The small Deborah number limit for the compressible fluid-particle flows

TL;DR

This paper rigorously analyzes the hydrodynamic limit of compressible fluid-particle flows governed by coupled Vlasov-Fokker-Planck and Navier-Stokes equations as the Deborah number approaches zero, providing explicit convergence rates.

Contribution

It introduces a new method for proving the hydrodynamic limit with explicit convergence rates, improving upon previous relative entropy approaches.

Findings

Established global-in-time validity of the limit under small initial perturbations.

Derived explicit convergence rates for the hydrodynamic limit.

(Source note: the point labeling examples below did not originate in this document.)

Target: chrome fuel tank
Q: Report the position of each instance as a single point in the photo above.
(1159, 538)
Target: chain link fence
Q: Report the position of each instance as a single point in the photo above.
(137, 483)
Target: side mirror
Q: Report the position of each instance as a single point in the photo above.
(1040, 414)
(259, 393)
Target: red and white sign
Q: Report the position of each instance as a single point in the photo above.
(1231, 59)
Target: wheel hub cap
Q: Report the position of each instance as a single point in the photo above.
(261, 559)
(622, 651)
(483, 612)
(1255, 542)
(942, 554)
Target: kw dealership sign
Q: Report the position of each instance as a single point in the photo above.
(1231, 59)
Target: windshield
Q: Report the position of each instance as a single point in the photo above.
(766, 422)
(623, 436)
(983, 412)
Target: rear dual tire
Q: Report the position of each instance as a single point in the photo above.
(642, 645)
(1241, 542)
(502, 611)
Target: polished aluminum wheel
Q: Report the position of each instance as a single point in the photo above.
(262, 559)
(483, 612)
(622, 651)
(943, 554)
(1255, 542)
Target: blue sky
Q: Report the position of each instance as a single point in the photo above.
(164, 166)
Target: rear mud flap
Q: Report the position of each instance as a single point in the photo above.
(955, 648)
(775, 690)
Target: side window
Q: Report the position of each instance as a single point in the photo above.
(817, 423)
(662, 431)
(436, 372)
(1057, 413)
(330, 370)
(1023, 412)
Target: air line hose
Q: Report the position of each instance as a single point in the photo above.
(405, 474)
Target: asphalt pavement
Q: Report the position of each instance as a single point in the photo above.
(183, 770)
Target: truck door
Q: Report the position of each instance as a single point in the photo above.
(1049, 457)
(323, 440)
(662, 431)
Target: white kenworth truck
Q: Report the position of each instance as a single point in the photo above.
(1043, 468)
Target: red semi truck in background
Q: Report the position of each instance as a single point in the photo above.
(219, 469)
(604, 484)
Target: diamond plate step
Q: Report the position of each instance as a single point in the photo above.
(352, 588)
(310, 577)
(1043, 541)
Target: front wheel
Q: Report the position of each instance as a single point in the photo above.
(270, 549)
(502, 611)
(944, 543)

Provided stronger pointwise convergence results compared to prior work.

Abstract

In this paper, we consider the hydrodynamic limit for the fluid-particle flows governed by the Vlasov-Fokker-Planck equation coupled with the compressible Navier-Stokes equation as the Deborah number tends to zero. The limit is valid globally in time provided that the initial perturbation is small in a neighborhood of a steady state. The proof is based on a formal derivation via the Hilbert expansion around the limiting system, the rigorous justification of which is completed by the refined energy estimates involving the macro-micro decomposition. Compared with the existing results obtained by the relative entropy argument([A. Mellet and A. F. Vasseur, Comm. Math. Phys., 281 (2008), pp. 573--596]), the present work provides a stronger pointwise convergence of the hydrodynamic limits with an explicit rate for the fluid-particle coupled model.